Penurunan perputaran uang tidak berdiri sendiri. Fenomena ini berkorelasi dengan berbagai indikator ekonomi lainnya yang menunjukkan tren negatif. Salah satu yang paling mencolok adalah penurunan jumlah pemudik. Data Kementerian Perhubungan (Kemenhub) mencatat total pemudik tahun ini hanya mencapai 146,48 juta orang, mengalami penurunan drastis sebesar 24% dibandingkan tahun lalu yang mencapai 193,6 juta orang. Penurunan ini berdampak signifikan terhadap sektor pariwisata, khususnya industri perhotelan.
Akbar mencontohkan penurunan okupansi hotel di Yogyakarta sebagai dampak langsung dari berkurangnya jumlah pemudik. Berdasarkan data Perhimpunan Hotel dan Restoran Indonesia (PHRI), okupansi hotel selama libur Lebaran turun hingga 30%. "Fenomena ini menunjukkan adanya penurunan daya beli masyarakat yang signifikan," ujar Akbar. "Saat ini, masyarakat benar-benar hati-hati membelanjakan uangnya. Ini menandakan ekonomi kita sedang tidak baik-baik saja. Sehingga perlu intervensi pemerintah," tambahnya.
Anjloknya daya beli masyarakat juga tercermin dari penurunan Indeks Keyakinan Konsumen (IKK). Tercatat penurunan sebesar 0,4% dari Desember 2024 ke Januari 2025. Kondisi ini sangat memprihatinkan karena sejak tahun 2022, IKK selalu menunjukkan tren kenaikan di awal tahun, yang mengindikasikan optimisme konsumen terhadap perekonomian. Penurunan IKK ini menjadi indikator kuat melemahnya kepercayaan konsumen terhadap kondisi ekonomi ke depan.
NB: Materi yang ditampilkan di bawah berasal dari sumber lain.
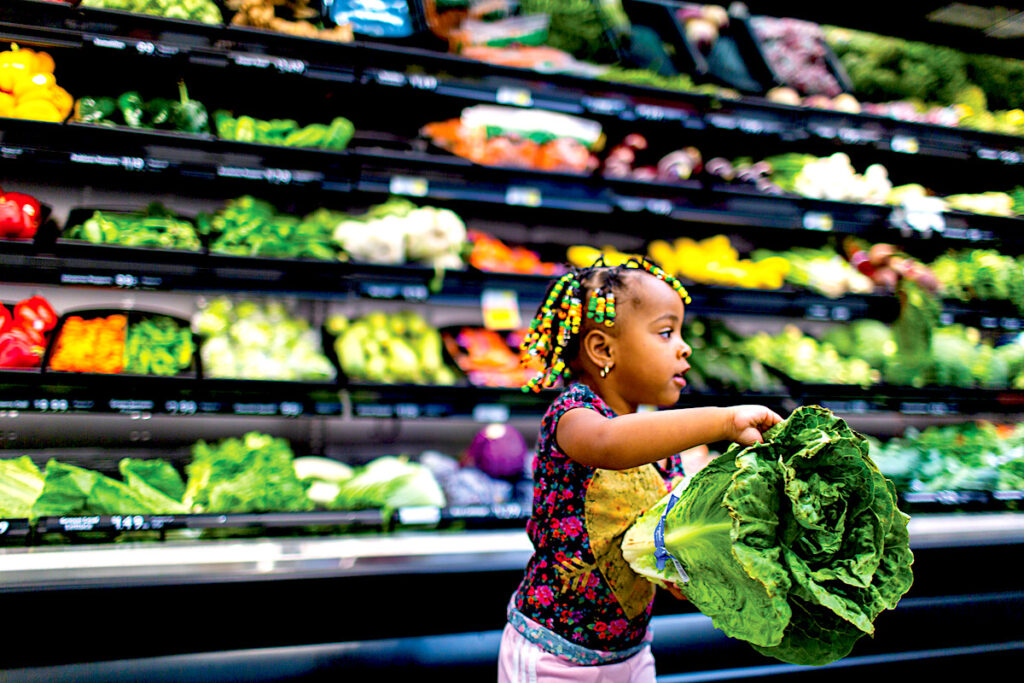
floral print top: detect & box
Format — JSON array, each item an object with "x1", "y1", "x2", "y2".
[{"x1": 512, "y1": 384, "x2": 683, "y2": 651}]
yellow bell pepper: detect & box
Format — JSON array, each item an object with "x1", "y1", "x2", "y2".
[
  {"x1": 0, "y1": 92, "x2": 17, "y2": 117},
  {"x1": 10, "y1": 99, "x2": 65, "y2": 123}
]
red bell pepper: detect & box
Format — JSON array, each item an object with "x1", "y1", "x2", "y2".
[
  {"x1": 0, "y1": 328, "x2": 45, "y2": 368},
  {"x1": 13, "y1": 295, "x2": 57, "y2": 336},
  {"x1": 0, "y1": 193, "x2": 42, "y2": 240}
]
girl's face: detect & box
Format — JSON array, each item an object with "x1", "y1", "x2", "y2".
[{"x1": 608, "y1": 273, "x2": 692, "y2": 412}]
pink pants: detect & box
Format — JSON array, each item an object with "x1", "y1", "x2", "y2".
[{"x1": 498, "y1": 624, "x2": 654, "y2": 683}]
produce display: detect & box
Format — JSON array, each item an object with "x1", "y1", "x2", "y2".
[
  {"x1": 0, "y1": 295, "x2": 57, "y2": 370},
  {"x1": 28, "y1": 458, "x2": 188, "y2": 518},
  {"x1": 74, "y1": 81, "x2": 210, "y2": 133},
  {"x1": 213, "y1": 110, "x2": 355, "y2": 152},
  {"x1": 322, "y1": 456, "x2": 445, "y2": 514},
  {"x1": 871, "y1": 420, "x2": 1024, "y2": 493},
  {"x1": 191, "y1": 296, "x2": 337, "y2": 382},
  {"x1": 0, "y1": 456, "x2": 188, "y2": 519},
  {"x1": 0, "y1": 43, "x2": 74, "y2": 123},
  {"x1": 124, "y1": 315, "x2": 196, "y2": 376},
  {"x1": 597, "y1": 66, "x2": 739, "y2": 99},
  {"x1": 332, "y1": 198, "x2": 468, "y2": 269},
  {"x1": 325, "y1": 310, "x2": 457, "y2": 385},
  {"x1": 622, "y1": 405, "x2": 913, "y2": 665},
  {"x1": 0, "y1": 456, "x2": 43, "y2": 519},
  {"x1": 420, "y1": 451, "x2": 520, "y2": 507},
  {"x1": 79, "y1": 0, "x2": 224, "y2": 24},
  {"x1": 466, "y1": 229, "x2": 565, "y2": 275},
  {"x1": 601, "y1": 133, "x2": 703, "y2": 183},
  {"x1": 441, "y1": 327, "x2": 540, "y2": 389},
  {"x1": 825, "y1": 27, "x2": 1024, "y2": 135},
  {"x1": 931, "y1": 249, "x2": 1024, "y2": 312},
  {"x1": 0, "y1": 189, "x2": 43, "y2": 240},
  {"x1": 740, "y1": 325, "x2": 881, "y2": 386},
  {"x1": 49, "y1": 313, "x2": 128, "y2": 374},
  {"x1": 224, "y1": 0, "x2": 353, "y2": 43},
  {"x1": 843, "y1": 238, "x2": 940, "y2": 292},
  {"x1": 683, "y1": 318, "x2": 784, "y2": 393},
  {"x1": 420, "y1": 104, "x2": 601, "y2": 174},
  {"x1": 61, "y1": 204, "x2": 203, "y2": 251},
  {"x1": 197, "y1": 195, "x2": 344, "y2": 261},
  {"x1": 751, "y1": 16, "x2": 843, "y2": 97},
  {"x1": 647, "y1": 234, "x2": 790, "y2": 290}
]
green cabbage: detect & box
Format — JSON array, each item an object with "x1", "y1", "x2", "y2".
[
  {"x1": 623, "y1": 405, "x2": 913, "y2": 665},
  {"x1": 184, "y1": 432, "x2": 313, "y2": 513}
]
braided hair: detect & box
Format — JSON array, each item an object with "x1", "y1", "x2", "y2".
[{"x1": 519, "y1": 256, "x2": 690, "y2": 392}]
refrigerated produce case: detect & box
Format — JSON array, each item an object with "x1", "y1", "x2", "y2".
[{"x1": 0, "y1": 0, "x2": 1024, "y2": 681}]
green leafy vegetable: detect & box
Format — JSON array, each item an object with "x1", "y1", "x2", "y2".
[
  {"x1": 623, "y1": 405, "x2": 913, "y2": 665},
  {"x1": 0, "y1": 456, "x2": 43, "y2": 518},
  {"x1": 183, "y1": 432, "x2": 312, "y2": 512},
  {"x1": 332, "y1": 456, "x2": 444, "y2": 510},
  {"x1": 31, "y1": 460, "x2": 188, "y2": 517}
]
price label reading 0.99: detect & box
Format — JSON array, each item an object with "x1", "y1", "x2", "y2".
[
  {"x1": 32, "y1": 398, "x2": 70, "y2": 413},
  {"x1": 164, "y1": 400, "x2": 199, "y2": 415}
]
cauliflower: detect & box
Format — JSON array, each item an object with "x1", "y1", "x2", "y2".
[
  {"x1": 406, "y1": 207, "x2": 467, "y2": 267},
  {"x1": 334, "y1": 216, "x2": 406, "y2": 264}
]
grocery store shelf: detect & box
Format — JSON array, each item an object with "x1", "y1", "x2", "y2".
[
  {"x1": 0, "y1": 0, "x2": 1024, "y2": 175},
  {"x1": 0, "y1": 513, "x2": 1024, "y2": 592}
]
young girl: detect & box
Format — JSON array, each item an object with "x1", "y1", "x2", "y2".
[{"x1": 498, "y1": 260, "x2": 781, "y2": 683}]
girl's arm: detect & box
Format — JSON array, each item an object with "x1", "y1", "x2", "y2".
[{"x1": 555, "y1": 405, "x2": 782, "y2": 470}]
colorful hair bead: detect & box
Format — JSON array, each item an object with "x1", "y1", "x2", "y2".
[{"x1": 519, "y1": 258, "x2": 690, "y2": 392}]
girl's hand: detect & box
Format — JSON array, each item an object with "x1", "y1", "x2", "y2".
[{"x1": 731, "y1": 405, "x2": 782, "y2": 445}]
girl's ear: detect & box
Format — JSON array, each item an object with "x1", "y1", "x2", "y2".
[{"x1": 580, "y1": 330, "x2": 615, "y2": 368}]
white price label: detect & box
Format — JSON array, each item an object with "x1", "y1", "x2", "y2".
[
  {"x1": 473, "y1": 403, "x2": 509, "y2": 424},
  {"x1": 890, "y1": 135, "x2": 921, "y2": 155},
  {"x1": 804, "y1": 211, "x2": 835, "y2": 232},
  {"x1": 388, "y1": 175, "x2": 430, "y2": 197},
  {"x1": 495, "y1": 86, "x2": 534, "y2": 106},
  {"x1": 480, "y1": 289, "x2": 522, "y2": 330},
  {"x1": 902, "y1": 197, "x2": 946, "y2": 233},
  {"x1": 409, "y1": 74, "x2": 437, "y2": 90},
  {"x1": 505, "y1": 185, "x2": 542, "y2": 207},
  {"x1": 398, "y1": 505, "x2": 441, "y2": 524},
  {"x1": 377, "y1": 71, "x2": 406, "y2": 87}
]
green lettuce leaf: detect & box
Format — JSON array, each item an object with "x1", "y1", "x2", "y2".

Data pendukung lainnya yang memperkuat sinyal perlambatan ekonomi adalah penurunan angka Indeks Penjualan Riil (IPR) pada Januari 2025. Angka IPR yang pada Desember 2024 mencapai 222 poin, turun menjadi 211,5 poin di Januari 2025. Penurunan ini menunjukkan penurunan aktivitas penjualan di berbagai sektor riil, yang semakin menguatkan prediksi perlambatan ekonomi.
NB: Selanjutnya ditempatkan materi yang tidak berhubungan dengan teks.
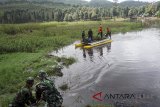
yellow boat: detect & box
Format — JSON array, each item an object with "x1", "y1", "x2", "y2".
[{"x1": 75, "y1": 39, "x2": 112, "y2": 49}]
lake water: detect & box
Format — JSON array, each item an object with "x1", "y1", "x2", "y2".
[{"x1": 52, "y1": 28, "x2": 160, "y2": 107}]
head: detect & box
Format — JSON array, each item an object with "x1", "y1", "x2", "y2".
[
  {"x1": 26, "y1": 77, "x2": 34, "y2": 87},
  {"x1": 38, "y1": 70, "x2": 48, "y2": 80}
]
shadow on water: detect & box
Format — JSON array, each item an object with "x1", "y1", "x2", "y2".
[
  {"x1": 52, "y1": 28, "x2": 160, "y2": 107},
  {"x1": 82, "y1": 43, "x2": 111, "y2": 61}
]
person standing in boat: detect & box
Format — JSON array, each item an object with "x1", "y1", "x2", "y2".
[
  {"x1": 98, "y1": 24, "x2": 103, "y2": 39},
  {"x1": 82, "y1": 31, "x2": 85, "y2": 42},
  {"x1": 88, "y1": 29, "x2": 93, "y2": 42},
  {"x1": 107, "y1": 27, "x2": 111, "y2": 39}
]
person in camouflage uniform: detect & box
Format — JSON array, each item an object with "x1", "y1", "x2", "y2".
[
  {"x1": 36, "y1": 70, "x2": 63, "y2": 107},
  {"x1": 9, "y1": 77, "x2": 36, "y2": 107}
]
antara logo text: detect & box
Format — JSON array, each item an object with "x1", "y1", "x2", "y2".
[{"x1": 92, "y1": 92, "x2": 151, "y2": 102}]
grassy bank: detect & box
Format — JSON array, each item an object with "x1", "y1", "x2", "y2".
[{"x1": 0, "y1": 21, "x2": 142, "y2": 107}]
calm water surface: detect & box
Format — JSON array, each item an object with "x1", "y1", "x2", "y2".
[{"x1": 52, "y1": 28, "x2": 160, "y2": 107}]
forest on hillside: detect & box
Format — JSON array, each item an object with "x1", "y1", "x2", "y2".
[{"x1": 0, "y1": 0, "x2": 160, "y2": 23}]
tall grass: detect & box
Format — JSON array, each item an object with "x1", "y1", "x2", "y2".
[{"x1": 0, "y1": 21, "x2": 141, "y2": 107}]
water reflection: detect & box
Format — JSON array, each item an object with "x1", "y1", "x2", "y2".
[{"x1": 82, "y1": 43, "x2": 111, "y2": 60}]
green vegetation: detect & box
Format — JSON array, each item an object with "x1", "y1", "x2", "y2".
[
  {"x1": 0, "y1": 0, "x2": 160, "y2": 23},
  {"x1": 0, "y1": 21, "x2": 142, "y2": 107}
]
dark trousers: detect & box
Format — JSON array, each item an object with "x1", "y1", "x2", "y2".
[{"x1": 98, "y1": 32, "x2": 103, "y2": 39}]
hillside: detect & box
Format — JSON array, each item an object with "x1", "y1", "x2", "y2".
[{"x1": 119, "y1": 0, "x2": 149, "y2": 7}]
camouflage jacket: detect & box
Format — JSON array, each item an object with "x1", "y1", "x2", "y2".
[{"x1": 12, "y1": 87, "x2": 36, "y2": 107}]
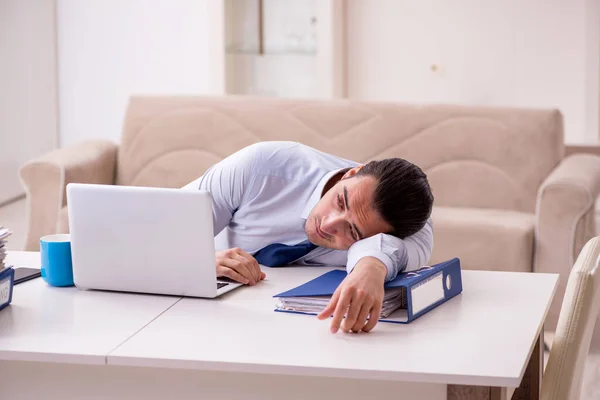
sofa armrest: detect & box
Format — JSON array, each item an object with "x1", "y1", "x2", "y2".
[
  {"x1": 533, "y1": 154, "x2": 600, "y2": 330},
  {"x1": 20, "y1": 140, "x2": 118, "y2": 251}
]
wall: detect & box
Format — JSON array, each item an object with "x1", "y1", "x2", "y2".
[
  {"x1": 57, "y1": 0, "x2": 222, "y2": 146},
  {"x1": 348, "y1": 0, "x2": 600, "y2": 143},
  {"x1": 0, "y1": 0, "x2": 57, "y2": 205}
]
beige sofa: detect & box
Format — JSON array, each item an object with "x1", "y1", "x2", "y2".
[{"x1": 21, "y1": 96, "x2": 600, "y2": 327}]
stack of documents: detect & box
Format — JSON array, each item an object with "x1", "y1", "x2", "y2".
[
  {"x1": 273, "y1": 258, "x2": 462, "y2": 324},
  {"x1": 0, "y1": 226, "x2": 12, "y2": 270},
  {"x1": 277, "y1": 287, "x2": 406, "y2": 318}
]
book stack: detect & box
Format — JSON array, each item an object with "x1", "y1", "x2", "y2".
[
  {"x1": 278, "y1": 287, "x2": 406, "y2": 318},
  {"x1": 0, "y1": 226, "x2": 12, "y2": 271}
]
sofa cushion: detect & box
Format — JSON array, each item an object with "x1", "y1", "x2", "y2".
[
  {"x1": 431, "y1": 207, "x2": 535, "y2": 272},
  {"x1": 117, "y1": 96, "x2": 564, "y2": 212}
]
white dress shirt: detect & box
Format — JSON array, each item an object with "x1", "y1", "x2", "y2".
[{"x1": 183, "y1": 142, "x2": 433, "y2": 280}]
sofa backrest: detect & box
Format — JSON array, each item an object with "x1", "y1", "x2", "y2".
[{"x1": 117, "y1": 96, "x2": 564, "y2": 212}]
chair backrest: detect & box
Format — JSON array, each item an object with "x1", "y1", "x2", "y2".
[
  {"x1": 541, "y1": 237, "x2": 600, "y2": 400},
  {"x1": 117, "y1": 96, "x2": 564, "y2": 212}
]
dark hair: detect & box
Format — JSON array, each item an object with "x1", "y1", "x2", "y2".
[{"x1": 354, "y1": 158, "x2": 433, "y2": 239}]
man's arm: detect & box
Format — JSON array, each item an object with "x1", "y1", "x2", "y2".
[
  {"x1": 346, "y1": 218, "x2": 433, "y2": 281},
  {"x1": 183, "y1": 146, "x2": 255, "y2": 236},
  {"x1": 183, "y1": 146, "x2": 265, "y2": 285}
]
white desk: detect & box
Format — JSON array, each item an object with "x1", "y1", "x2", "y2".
[
  {"x1": 0, "y1": 252, "x2": 557, "y2": 399},
  {"x1": 0, "y1": 253, "x2": 179, "y2": 364}
]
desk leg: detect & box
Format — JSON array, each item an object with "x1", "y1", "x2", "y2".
[
  {"x1": 446, "y1": 330, "x2": 544, "y2": 400},
  {"x1": 512, "y1": 329, "x2": 544, "y2": 400}
]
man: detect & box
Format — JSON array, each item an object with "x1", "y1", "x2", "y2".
[{"x1": 184, "y1": 142, "x2": 433, "y2": 333}]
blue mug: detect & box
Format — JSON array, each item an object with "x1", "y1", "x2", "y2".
[{"x1": 40, "y1": 234, "x2": 74, "y2": 287}]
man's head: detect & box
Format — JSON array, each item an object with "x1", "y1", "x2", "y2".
[{"x1": 305, "y1": 158, "x2": 433, "y2": 250}]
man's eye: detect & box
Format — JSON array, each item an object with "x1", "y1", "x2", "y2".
[{"x1": 348, "y1": 226, "x2": 358, "y2": 241}]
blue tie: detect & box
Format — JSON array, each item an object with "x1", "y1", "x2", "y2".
[{"x1": 254, "y1": 240, "x2": 318, "y2": 267}]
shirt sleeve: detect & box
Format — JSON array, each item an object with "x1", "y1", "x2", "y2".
[
  {"x1": 182, "y1": 146, "x2": 256, "y2": 236},
  {"x1": 346, "y1": 218, "x2": 433, "y2": 282}
]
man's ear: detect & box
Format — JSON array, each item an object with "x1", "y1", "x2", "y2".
[{"x1": 342, "y1": 165, "x2": 364, "y2": 179}]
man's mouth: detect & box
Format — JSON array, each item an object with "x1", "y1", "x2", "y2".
[{"x1": 315, "y1": 220, "x2": 329, "y2": 240}]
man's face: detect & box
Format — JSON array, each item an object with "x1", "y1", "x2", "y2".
[{"x1": 304, "y1": 167, "x2": 392, "y2": 250}]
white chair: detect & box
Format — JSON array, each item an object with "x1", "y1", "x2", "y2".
[{"x1": 541, "y1": 237, "x2": 600, "y2": 400}]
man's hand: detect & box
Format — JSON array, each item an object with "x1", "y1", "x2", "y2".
[
  {"x1": 216, "y1": 247, "x2": 266, "y2": 285},
  {"x1": 317, "y1": 257, "x2": 387, "y2": 333}
]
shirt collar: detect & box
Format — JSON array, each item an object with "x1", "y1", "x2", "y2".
[{"x1": 300, "y1": 167, "x2": 350, "y2": 219}]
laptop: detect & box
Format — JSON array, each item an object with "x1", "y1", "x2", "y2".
[{"x1": 67, "y1": 183, "x2": 242, "y2": 298}]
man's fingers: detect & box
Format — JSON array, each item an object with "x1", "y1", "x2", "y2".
[
  {"x1": 317, "y1": 289, "x2": 340, "y2": 319},
  {"x1": 217, "y1": 265, "x2": 250, "y2": 285},
  {"x1": 363, "y1": 301, "x2": 381, "y2": 332},
  {"x1": 234, "y1": 254, "x2": 260, "y2": 283},
  {"x1": 342, "y1": 296, "x2": 362, "y2": 332},
  {"x1": 331, "y1": 291, "x2": 352, "y2": 333},
  {"x1": 221, "y1": 258, "x2": 256, "y2": 284},
  {"x1": 237, "y1": 249, "x2": 262, "y2": 282},
  {"x1": 351, "y1": 302, "x2": 373, "y2": 332}
]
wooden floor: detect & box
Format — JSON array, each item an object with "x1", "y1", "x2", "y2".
[{"x1": 0, "y1": 199, "x2": 600, "y2": 400}]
Menanggapi situasi yang semakin mengkhawatirkan ini, HIPMI mendesak pemerintah untuk segera mengambil langkah-langkah konkret guna mengatasi masalah tersebut sebelum berdampak lebih luas. Akbar menekankan perlunya intervensi pemerintah yang tepat dan terukur untuk mencegah memburuknya kondisi ekonomi.
"Pemerintah harus segera turun tangan," tegas Akbar. "Caranya, dengan berbagai hal. Seperti mempercepat realisasi belanja sosial dan infrastruktur padat karya, menstabilkan harga kebutuhan pokok, dan memastikan UMKM mendapat dukungan konkret," pungkasnya. Ia menekankan pentingnya program-program yang berdampak langsung pada peningkatan daya beli masyarakat dan mendorong pertumbuhan ekonomi dari akar rumput. Kegagalan pemerintah dalam mengambil langkah cepat dan tepat, menurut Akbar, akan berakibat fatal bagi perekonomian nasional dan kesejahteraan rakyat. Kondisi ini bukan hanya sekadar penurunan perputaran uang Lebaran, tetapi merupakan sinyal peringatan dini akan potensi resesi ekonomi yang lebih besar jika dibiarkan tanpa penanganan yang serius dan terintegrasi.